Payroll people are unique. They often work within the finance or accounting department of an organization, but operate somewhat independently. This arrangement is not that different from how benefits people fit into many human resources departments. You would think that given their unique and similar status that payroll departments and benefits departments would work seamlessly. And sometimes they do which is good because they share not only organizational similarities but also information and tasks. But sometimes the payroll and benefit functions do not work well together. When this happens, the benefits function is the loser because it cannot execute many of its tasks without cooperation from Payroll.

But why would Payroll withhold (no pun intended) its cooperation with Benefits? Well, I can think of a few reasons why including: control, competition, and recognition.


Employee benefits professionals work closely with payroll to deduct plan employee payments; process premium payments to insurers, and create reports for plan testing and compliance. They also work together to setup and maintain human resource information systems (HRIS). Additionally, they cooperate in establishing and enforcing related policies and practices. But Payroll does not need Benefits to perform what they may see as their primary task, which is processing the company’s payroll.

The payroll department dictates the schedule for entering benefit elections into the HRIS system, paying premium statements, and generating reports for plan testing. A professional, cooperative payroll staff will make exceptions to deadlines and work with the benefits department for the sake of employees. However, a not so professional payroll department will take advantage of their advantage and only do things on their own terms. They will ignore written policies because they may require modifications to their practices or systems, they may disallow last minute plan deductions, and may stand in the way of needed HRIS system upgrades because they don’t like change.
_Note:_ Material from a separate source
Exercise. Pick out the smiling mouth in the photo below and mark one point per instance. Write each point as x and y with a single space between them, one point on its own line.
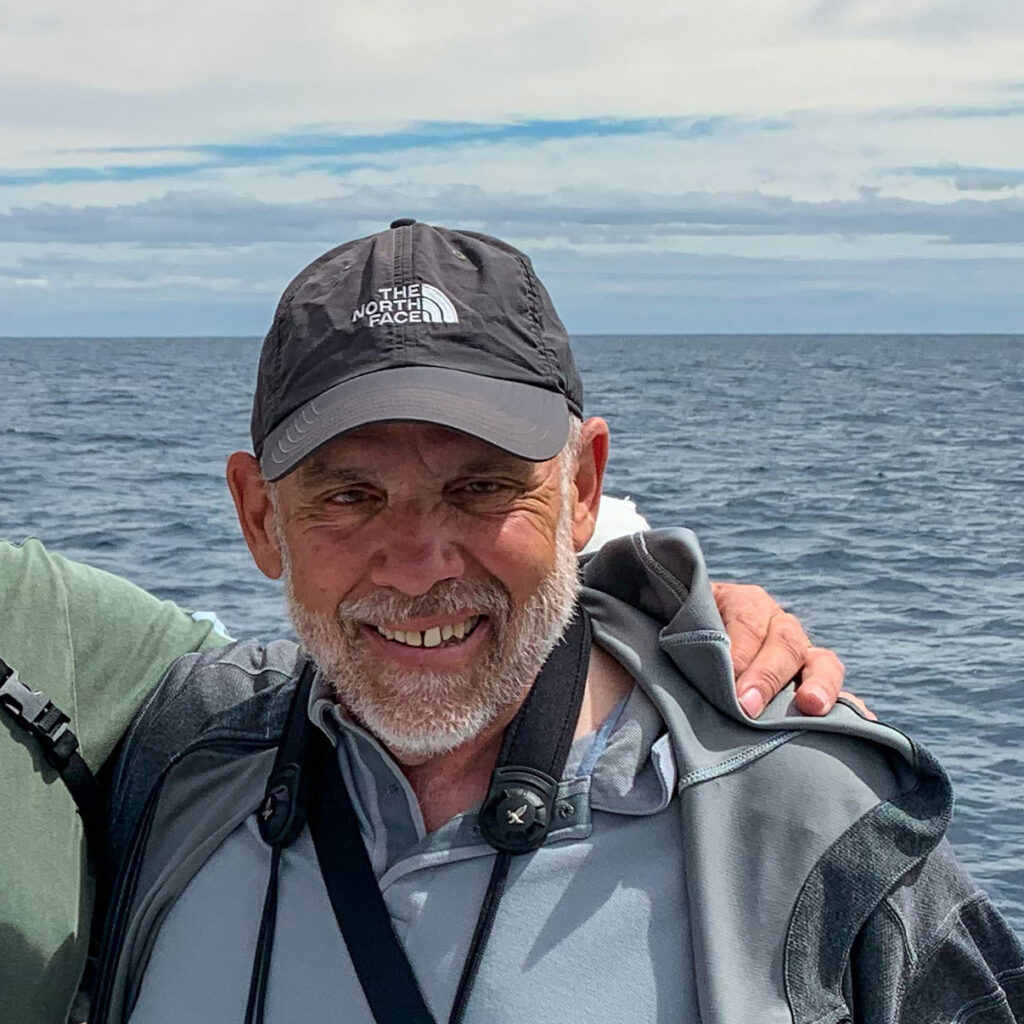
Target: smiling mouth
436 636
Competition and Recognition

In a quest for senior management attention, payroll and benefits department heads may downplay each other’s role in joint projects and the others’ technical abilities.

Both payroll and benefits are behind the scenes functions. They are important to employees but do not get too much attention from upper management except occasionally. Payroll gets management attention when it comes to bonuses or other compensation-related exceptions. Benefits on the other hand gets regular attention because of its role in big money items like retirement plan administration and insurance negotiation and renewal. In addition, there's more legislative tampering with employee benefits than with payroll, which requires a lot more interaction and strategizing with management.

Payroll may have the upper hand in the control department in comparison to the benefits function. Benefit pros can accomplish very little without Payroll's cooperation. They control the data Benefits needs to perform required plan testing and other compliance duties. They also have exclusive capability of processing benefit functions such as plan deductions. When it comes to who has the best technical skills and who gets the most recognition, well that is anyone's game.

Most payroll and benefits departments work extremely well together, but sometimes they do not. It could be a matter of one or two individuals from either or both departments who are trying to control or compete with one another. These situations are never good but can be combatted with strong leadership from both departments and a knowledgeable staff who can put their work and the organization's employees above their own insecurities.

How well does your Payroll and Benefits department work together? Are you flexible and understanding of each other's needs?